You didn’t think that Google would profit from your data only in the regular ol’ selling-to-third-parties way, did you?
Of course you didn’t!
Google is now using it to make a big splash in the giant market research money pool. If you’re not in market research, your reaction might be something like: Um, ok??
If you don’t care about market research, why should you care about this news? Because it’s yet another example of Google’s reach into more and more sectors of our economy.
Here’s how the market research product works:
They target market research respondents (for those of you not in this industry, think about the people with clipboards who might approach you in the mall, or the amusement park, or in my case recently, the nature and science museum) using all their “inferred demographic data.” That is, everything they know about you from reading your Gmails and your YouTube and Chrome searches and whatever else they must know about you. (And presumably those new privacy policies are feeding into this: making me thump my head with an embarrassingly late understanding about their motives.)
So then they offer those respondents access to firewalled content in exchange for their answering short market research questions. The content providers make some money off the exchange, the respondents get access to some cool content, and the clients get a statistically significant answer to their burning business questions.
I haven’t seen many people outside the market research world talking about this, which is why I’m writing about it.
To me, it’s an astonishing move by Google into ever-more moneymaking industries. But I’m easily astonished. If I were Google, with my hand in ALL THAT DATA, I’d want to monetize it in as many ways possible–till Congress tells me to stop. So of course they’re going into market research. One wonders what else they’ll do with it.

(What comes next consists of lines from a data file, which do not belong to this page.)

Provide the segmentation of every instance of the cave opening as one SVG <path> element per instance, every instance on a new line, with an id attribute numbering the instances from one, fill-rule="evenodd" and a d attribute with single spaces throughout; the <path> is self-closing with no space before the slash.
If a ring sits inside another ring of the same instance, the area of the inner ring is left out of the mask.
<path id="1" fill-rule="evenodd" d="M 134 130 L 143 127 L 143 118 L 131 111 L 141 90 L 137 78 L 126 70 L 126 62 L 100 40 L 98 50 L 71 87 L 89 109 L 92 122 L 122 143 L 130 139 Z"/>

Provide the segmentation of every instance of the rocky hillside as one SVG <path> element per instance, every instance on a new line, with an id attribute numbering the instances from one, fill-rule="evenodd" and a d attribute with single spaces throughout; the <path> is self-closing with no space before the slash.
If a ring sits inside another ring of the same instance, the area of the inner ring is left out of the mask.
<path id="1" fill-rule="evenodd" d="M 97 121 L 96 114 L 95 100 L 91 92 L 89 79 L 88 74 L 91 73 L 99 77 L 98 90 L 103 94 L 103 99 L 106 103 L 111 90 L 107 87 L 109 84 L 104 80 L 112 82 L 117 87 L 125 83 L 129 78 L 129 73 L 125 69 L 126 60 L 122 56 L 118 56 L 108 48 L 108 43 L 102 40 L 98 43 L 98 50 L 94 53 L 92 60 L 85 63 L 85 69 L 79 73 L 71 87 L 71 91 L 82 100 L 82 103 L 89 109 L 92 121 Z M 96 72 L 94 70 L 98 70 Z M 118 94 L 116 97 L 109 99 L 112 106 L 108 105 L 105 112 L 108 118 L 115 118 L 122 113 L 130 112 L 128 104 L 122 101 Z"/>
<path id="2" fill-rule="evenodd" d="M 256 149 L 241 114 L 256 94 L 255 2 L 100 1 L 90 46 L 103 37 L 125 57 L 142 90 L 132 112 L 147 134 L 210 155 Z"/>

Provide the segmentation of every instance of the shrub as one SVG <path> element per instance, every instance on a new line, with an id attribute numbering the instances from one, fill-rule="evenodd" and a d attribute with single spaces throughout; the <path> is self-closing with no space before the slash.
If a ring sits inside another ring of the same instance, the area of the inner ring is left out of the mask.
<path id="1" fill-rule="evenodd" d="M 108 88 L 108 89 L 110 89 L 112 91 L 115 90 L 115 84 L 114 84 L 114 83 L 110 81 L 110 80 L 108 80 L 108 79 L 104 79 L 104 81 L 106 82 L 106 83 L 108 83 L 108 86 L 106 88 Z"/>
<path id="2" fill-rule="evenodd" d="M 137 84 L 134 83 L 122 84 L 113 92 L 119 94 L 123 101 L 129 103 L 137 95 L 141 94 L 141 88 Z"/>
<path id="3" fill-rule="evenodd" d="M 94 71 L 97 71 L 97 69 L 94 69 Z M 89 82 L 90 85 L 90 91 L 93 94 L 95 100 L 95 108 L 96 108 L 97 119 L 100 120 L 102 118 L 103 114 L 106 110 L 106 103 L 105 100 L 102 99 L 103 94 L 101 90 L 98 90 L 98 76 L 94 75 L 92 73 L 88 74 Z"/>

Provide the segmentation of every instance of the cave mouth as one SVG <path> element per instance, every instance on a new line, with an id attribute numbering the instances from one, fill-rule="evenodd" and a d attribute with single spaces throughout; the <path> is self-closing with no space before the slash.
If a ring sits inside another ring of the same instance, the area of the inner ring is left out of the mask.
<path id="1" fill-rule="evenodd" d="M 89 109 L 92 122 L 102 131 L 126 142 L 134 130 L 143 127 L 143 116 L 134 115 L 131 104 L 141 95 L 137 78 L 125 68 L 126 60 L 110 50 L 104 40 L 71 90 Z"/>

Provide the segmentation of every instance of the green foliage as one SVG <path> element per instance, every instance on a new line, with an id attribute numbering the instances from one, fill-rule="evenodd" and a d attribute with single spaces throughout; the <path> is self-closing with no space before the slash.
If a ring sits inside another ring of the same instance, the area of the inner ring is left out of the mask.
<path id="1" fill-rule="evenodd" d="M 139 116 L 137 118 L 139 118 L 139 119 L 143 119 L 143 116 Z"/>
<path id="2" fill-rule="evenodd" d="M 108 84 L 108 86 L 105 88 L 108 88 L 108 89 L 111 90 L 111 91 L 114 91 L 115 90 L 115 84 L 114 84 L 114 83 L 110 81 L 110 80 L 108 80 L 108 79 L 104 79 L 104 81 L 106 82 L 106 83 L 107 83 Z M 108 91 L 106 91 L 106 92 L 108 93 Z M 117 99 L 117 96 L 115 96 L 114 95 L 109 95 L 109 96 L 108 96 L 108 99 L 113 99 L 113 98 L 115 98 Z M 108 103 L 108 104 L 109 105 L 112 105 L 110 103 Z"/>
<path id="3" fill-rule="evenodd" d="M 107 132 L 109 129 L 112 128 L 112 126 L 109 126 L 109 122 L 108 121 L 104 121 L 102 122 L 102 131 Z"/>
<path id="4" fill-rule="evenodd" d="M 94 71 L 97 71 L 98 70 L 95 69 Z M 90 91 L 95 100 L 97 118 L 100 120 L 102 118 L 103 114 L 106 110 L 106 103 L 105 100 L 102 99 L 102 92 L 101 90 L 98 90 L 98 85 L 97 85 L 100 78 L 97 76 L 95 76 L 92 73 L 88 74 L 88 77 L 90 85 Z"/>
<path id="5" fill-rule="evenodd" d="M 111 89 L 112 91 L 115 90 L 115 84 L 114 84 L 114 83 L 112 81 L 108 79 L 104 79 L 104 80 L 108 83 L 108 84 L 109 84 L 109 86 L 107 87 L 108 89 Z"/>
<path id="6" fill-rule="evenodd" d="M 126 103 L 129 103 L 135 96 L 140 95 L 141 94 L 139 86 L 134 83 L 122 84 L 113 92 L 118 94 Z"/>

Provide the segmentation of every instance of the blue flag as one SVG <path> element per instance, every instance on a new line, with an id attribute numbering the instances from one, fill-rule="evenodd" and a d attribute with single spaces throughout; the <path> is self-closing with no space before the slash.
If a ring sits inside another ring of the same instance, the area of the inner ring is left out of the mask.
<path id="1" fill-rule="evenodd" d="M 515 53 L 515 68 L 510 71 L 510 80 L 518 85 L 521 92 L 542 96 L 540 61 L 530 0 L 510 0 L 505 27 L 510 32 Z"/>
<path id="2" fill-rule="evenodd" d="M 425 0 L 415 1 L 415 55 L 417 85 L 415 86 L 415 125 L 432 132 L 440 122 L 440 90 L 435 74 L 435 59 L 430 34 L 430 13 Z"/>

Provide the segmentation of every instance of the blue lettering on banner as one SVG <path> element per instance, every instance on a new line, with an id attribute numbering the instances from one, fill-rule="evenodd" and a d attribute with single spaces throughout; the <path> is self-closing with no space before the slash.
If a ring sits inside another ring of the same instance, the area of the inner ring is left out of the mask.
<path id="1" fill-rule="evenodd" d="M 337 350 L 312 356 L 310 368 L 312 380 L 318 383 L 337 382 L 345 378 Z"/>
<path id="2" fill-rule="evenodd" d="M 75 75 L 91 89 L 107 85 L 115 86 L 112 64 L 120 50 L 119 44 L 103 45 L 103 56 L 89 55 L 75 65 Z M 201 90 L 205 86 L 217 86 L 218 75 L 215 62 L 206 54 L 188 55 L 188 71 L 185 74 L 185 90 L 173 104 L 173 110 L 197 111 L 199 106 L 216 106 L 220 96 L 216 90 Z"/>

But Google’s control over so many sectors of our lives is really incredible: they give us ways to connect with each other (Gmail, Android), they give us all the content we want to share (YouTube, Chrome, GoogleBooks, etc.), they give their ad partners all our information, and now they connect the content providers with the retailers who want to learn even more about us, with our permission.
I know that much, much more money will continue to circulate in the B2B space, not the consumer entertainment/electronics/retail purchasing space. But with this market research product, Google is slowly creeping into there too.
I saw the best minds of my generation find in the starry dynamo new ways to make hysterical money.